Image copyright Reuters Image caption The bills aim to overhaul disability insurance, reduce bureaucratic red tape for Americans still living on the verge of homelessness, and reduce the backlog of veterans eligible for disability payments
Joe Biden has approved a series of bills aimed at improving benefits for veterans, from providing cheaper insurance to improvements to a well-used database.
Mr Biden, the US vice-president and a former US senator, signed the measures in his role as Veterans Affairs (VA) secretary on Wednesday.
He also approved 10 measures targeting specific issues, including help for homeless veterans.
Mr Biden is battling brain cancer.
Photo credit: JIM WATSON/AFP/Getty Images
One bill would provide a reduction in what businesses pay the disability insurance fee after they have hired a veteran through a VA-sponsored programme.
The bill will also simplify the decision-making process for these hiring decisions.
It is estimated that current costs will be less than $5m (£3.6m).

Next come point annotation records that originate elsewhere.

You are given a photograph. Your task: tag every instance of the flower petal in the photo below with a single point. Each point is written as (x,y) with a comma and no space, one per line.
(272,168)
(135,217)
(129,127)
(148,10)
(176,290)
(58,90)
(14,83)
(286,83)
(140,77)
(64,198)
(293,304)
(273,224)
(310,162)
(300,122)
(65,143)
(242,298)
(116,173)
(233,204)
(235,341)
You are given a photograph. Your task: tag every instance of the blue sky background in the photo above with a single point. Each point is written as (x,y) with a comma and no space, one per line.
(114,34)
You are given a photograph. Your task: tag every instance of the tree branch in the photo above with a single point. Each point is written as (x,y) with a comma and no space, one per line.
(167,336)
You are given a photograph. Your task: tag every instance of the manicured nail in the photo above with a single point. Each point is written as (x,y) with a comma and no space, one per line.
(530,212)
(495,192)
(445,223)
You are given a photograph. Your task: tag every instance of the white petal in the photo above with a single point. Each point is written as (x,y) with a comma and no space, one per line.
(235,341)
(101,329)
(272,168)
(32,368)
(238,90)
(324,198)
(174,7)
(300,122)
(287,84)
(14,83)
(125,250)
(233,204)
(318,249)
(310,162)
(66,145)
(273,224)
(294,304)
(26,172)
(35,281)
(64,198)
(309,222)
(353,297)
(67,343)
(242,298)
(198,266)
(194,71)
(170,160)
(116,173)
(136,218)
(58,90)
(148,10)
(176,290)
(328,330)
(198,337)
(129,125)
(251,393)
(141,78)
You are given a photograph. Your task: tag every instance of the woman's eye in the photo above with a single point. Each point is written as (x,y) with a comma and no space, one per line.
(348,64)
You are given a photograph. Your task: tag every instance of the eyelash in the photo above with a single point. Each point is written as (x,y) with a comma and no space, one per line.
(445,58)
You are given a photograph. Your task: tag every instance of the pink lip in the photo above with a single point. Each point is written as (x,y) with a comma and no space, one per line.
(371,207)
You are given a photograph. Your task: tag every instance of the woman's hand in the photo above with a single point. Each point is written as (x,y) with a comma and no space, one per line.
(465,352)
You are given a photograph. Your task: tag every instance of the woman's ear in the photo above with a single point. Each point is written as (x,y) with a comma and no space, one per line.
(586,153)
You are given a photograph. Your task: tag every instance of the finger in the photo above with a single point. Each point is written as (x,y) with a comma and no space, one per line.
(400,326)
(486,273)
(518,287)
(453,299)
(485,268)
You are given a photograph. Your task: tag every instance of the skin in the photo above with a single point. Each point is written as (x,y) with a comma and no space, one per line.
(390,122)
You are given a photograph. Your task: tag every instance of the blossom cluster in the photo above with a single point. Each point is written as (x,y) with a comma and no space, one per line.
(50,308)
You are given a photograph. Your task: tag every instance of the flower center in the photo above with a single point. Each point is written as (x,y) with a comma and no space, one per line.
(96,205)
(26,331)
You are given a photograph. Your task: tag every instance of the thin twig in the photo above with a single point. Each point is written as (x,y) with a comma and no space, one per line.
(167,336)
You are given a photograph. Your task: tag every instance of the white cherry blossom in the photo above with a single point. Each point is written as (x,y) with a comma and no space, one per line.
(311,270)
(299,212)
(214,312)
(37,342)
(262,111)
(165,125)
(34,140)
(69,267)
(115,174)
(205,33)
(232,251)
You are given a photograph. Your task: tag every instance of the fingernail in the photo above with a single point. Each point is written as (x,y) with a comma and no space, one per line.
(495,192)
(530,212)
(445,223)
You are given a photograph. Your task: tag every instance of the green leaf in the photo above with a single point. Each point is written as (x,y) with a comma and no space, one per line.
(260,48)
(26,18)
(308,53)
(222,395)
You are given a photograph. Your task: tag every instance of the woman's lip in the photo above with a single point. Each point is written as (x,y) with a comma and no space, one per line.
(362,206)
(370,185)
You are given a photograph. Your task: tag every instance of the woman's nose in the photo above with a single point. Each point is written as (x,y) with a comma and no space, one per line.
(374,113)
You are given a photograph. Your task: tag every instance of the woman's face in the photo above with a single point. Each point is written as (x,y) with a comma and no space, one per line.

Mr Biden also signed the LA-SPIN Act.
Under the initiative, VA officials will get access to one computer system that would track military service records.
The data under this database would allow them to better identify people eligible for disability payments.
Mr Biden also approved the Solving Homelessness Initiative.
It will create a facility where homeless veterans, who have housing vouchers but become homeless because of a crisis, can access mental health resources.
The facility will employ case managers and have case managers of their own.
Under current circumstances, homeless veterans can receive mental health treatment and drug treatments from VA but they cannot receive medical care.
Another bill will increase the number of homeless veterans eligible for VA health care.
So far this year, there are an estimated 55,000 homeless veterans, according to the White House.
The budget for the VA, which has a staff of more than 230,000, is $72bn (£52bn).
The total projected cost of Mr Biden’s package is $13bn (£10.5bn), reports The Associated Press.